I'm down to 4 rounds on the shawl. This weekend was a very productive one as I overdid it during the week and my foot is telling me I must slow down. It was while I was at work that I pushed the foot too far, fetching reports for month end. I now have a wheelchair at work (a benefit of working next to a medical equipment department) which is giving me the experience of what it's like being wheelchair bound in a walking world. It's been an eye opener. I've had to deal with my knees not letting me be as mobile as I would like to be, but this puts it in a different dimension. Try it some time for a day and see what it's like to be living below the usual level of eye contact and restricted in movement. My power knitting has given me the strength however to push myself down the long corridors. Cowabunga!!

Tuesday, October 03, 2006


How far am I on the Shelter Shawl? I'd put up a picture except that it's at the point where it's impossible to get a decent picture of it due to the number of stitches on the needle. Besides, the picture wouldn't have told you much compared to this.

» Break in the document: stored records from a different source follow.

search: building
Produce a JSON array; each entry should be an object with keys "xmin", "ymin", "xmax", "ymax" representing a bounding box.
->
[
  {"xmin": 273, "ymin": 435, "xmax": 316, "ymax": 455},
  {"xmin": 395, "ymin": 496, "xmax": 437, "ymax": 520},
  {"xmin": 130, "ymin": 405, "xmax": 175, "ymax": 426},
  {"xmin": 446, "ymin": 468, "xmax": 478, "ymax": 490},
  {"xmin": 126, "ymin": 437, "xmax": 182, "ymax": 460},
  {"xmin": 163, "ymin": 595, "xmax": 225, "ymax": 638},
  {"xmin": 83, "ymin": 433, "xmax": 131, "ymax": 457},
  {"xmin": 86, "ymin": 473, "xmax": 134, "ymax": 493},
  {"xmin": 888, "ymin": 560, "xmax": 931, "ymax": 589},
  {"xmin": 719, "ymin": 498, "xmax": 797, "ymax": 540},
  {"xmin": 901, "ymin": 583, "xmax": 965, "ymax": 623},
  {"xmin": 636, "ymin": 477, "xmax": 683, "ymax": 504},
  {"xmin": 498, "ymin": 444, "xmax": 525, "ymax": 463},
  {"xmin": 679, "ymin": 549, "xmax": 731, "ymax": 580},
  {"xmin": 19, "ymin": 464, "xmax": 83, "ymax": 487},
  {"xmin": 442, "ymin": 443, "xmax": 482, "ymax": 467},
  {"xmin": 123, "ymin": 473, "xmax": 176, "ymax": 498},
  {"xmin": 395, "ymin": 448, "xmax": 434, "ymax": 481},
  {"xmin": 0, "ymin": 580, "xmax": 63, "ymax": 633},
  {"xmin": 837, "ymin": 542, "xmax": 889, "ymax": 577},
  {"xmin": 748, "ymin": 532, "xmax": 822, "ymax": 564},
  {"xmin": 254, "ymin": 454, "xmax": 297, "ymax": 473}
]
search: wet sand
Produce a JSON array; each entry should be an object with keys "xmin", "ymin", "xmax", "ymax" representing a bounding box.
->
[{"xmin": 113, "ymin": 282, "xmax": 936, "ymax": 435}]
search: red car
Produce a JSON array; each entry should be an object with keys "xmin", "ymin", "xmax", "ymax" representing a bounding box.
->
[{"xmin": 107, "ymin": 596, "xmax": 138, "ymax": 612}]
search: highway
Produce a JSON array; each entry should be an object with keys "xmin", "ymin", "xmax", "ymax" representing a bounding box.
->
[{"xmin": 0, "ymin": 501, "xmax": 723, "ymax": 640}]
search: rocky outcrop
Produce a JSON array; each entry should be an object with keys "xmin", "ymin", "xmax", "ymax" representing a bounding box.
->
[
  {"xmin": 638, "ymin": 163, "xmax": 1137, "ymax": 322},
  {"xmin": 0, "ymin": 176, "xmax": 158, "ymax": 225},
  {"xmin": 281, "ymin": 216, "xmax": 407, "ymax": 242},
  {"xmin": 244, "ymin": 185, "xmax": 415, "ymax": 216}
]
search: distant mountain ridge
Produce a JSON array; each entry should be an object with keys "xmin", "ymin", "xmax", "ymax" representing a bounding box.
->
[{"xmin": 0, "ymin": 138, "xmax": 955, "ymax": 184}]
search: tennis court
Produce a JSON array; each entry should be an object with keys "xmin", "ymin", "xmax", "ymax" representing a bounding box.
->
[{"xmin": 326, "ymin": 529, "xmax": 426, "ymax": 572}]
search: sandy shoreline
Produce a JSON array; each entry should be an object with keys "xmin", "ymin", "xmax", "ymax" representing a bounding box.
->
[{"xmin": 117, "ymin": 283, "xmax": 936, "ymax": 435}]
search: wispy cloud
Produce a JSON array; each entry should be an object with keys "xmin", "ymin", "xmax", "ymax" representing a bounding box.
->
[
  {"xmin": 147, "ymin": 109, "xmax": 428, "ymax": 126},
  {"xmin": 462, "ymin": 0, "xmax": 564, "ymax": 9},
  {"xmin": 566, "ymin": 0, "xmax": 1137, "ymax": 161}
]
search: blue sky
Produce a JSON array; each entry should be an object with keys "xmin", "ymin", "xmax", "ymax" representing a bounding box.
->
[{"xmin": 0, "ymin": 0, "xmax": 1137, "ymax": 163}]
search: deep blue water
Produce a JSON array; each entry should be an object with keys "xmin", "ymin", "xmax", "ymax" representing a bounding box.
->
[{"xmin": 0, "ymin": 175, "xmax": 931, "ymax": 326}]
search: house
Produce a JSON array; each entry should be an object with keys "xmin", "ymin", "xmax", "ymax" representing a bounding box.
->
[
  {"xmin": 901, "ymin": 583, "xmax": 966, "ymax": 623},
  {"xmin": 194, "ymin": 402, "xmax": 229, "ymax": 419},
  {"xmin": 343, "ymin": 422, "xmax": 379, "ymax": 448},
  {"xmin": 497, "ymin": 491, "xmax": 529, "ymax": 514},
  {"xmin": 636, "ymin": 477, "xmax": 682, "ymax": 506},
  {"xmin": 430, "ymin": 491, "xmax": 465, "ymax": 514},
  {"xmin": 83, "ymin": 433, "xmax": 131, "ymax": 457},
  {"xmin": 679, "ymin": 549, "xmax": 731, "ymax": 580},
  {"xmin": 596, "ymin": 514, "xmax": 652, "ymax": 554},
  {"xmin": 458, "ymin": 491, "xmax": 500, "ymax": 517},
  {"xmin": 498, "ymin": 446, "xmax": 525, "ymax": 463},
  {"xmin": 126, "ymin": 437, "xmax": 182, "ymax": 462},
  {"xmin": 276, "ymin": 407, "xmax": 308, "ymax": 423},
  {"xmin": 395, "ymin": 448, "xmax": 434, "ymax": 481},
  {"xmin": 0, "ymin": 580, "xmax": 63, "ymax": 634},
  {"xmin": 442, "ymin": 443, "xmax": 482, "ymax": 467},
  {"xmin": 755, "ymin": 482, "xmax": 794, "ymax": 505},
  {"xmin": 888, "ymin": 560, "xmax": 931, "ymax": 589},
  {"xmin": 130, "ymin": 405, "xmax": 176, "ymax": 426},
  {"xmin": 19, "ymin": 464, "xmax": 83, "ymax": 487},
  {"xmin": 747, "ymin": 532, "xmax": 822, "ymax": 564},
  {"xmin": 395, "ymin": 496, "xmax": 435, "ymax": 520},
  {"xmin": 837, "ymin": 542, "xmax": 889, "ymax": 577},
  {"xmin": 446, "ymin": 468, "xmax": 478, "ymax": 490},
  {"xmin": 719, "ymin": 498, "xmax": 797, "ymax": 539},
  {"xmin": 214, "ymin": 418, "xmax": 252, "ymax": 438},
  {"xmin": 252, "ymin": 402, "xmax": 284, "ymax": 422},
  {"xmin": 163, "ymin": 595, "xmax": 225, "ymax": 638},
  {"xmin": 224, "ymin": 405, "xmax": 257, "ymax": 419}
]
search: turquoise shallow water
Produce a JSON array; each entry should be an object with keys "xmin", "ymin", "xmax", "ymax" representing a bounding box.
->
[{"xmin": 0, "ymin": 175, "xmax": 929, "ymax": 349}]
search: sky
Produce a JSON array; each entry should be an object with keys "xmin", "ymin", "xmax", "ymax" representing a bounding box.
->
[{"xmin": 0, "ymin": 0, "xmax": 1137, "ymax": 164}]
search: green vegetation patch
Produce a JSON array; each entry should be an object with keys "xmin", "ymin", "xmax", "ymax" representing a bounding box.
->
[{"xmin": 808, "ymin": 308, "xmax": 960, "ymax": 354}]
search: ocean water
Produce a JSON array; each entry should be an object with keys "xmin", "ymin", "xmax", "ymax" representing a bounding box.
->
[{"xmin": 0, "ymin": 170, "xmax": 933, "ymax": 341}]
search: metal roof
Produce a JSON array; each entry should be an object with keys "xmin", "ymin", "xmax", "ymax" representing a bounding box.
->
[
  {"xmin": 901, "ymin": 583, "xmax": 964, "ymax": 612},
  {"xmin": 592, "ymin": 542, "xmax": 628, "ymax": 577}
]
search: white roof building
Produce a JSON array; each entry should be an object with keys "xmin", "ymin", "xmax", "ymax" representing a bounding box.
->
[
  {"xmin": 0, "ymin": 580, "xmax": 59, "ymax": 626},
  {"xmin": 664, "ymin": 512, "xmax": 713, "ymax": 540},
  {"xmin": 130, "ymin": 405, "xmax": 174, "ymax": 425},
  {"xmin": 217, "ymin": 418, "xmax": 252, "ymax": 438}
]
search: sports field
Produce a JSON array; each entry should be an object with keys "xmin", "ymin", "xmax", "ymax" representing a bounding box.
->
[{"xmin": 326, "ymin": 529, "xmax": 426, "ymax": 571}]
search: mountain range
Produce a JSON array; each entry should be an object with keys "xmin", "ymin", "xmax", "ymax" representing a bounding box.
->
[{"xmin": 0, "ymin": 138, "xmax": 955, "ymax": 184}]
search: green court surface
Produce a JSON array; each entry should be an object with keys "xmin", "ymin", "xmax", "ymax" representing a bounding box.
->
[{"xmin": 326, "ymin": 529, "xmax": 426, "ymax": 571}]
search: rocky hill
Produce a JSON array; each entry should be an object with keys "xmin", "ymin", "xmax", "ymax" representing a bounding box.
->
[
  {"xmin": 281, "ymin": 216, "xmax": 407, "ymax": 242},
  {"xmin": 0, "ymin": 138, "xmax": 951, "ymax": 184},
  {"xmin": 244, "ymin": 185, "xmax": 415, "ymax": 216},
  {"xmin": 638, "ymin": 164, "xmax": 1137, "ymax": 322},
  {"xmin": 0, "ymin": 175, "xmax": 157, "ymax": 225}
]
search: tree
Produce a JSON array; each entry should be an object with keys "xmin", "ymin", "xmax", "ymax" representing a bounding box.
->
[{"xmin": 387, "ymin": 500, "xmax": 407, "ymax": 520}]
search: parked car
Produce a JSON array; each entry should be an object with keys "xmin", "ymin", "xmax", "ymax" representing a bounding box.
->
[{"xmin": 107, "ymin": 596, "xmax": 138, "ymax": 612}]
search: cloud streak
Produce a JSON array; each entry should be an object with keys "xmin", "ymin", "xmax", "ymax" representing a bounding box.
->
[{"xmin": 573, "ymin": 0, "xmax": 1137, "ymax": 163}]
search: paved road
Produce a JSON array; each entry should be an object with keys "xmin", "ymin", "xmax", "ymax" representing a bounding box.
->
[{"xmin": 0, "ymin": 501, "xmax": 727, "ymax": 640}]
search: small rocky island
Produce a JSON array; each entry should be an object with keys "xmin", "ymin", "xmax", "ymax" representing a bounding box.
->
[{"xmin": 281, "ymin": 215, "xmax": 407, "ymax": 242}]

The stockinette spiral section started out at 288 stitches per round. To complete it, I'm planning on doing 80 rounds. I hear you experienced knitters going tsk tsk, why doesn't she have a pattern in there instead of row upon row of dull boring stockinette? Because this is a speed knitting project and a pattern would mean I would have to devote more attention to what I am doing instead of doing the knitting while I'm doing something else. I can knit stockinette without looking at my hands. The points where the spiral increases are going in are marked with markers so I don't miss those points.

So 80 rounds of stockinette. What does that mean stitchwise? It means that the final round will end up being 768 stitches. I'm at 606 stitches now. If I do a little over 1500 stitches a day, I'll have that section done in time to do the edging, which is a 12 row repeat (I'm doing it sidewise). I have 12 days of knitting left (not including the day of blocking).

What about tendonitis?

If you're a regular reader, you probably recall that I have problems at times with tendonitis in my hands. A speed knitting endeavor like this could do some major damage if not done right. But proper care and maintenance helps keep my tendons from being damaged. It's like an athlete taking care of his/her body, only in this case I'm working with just my shoulders, arms and hands. I've done enough knitting to have developed my muscles in my arms to the point where I have pretty good tone for someone who overall is in poor athletic shape. Muscular enough to scare my boss *BEG*. So far I'm doing well.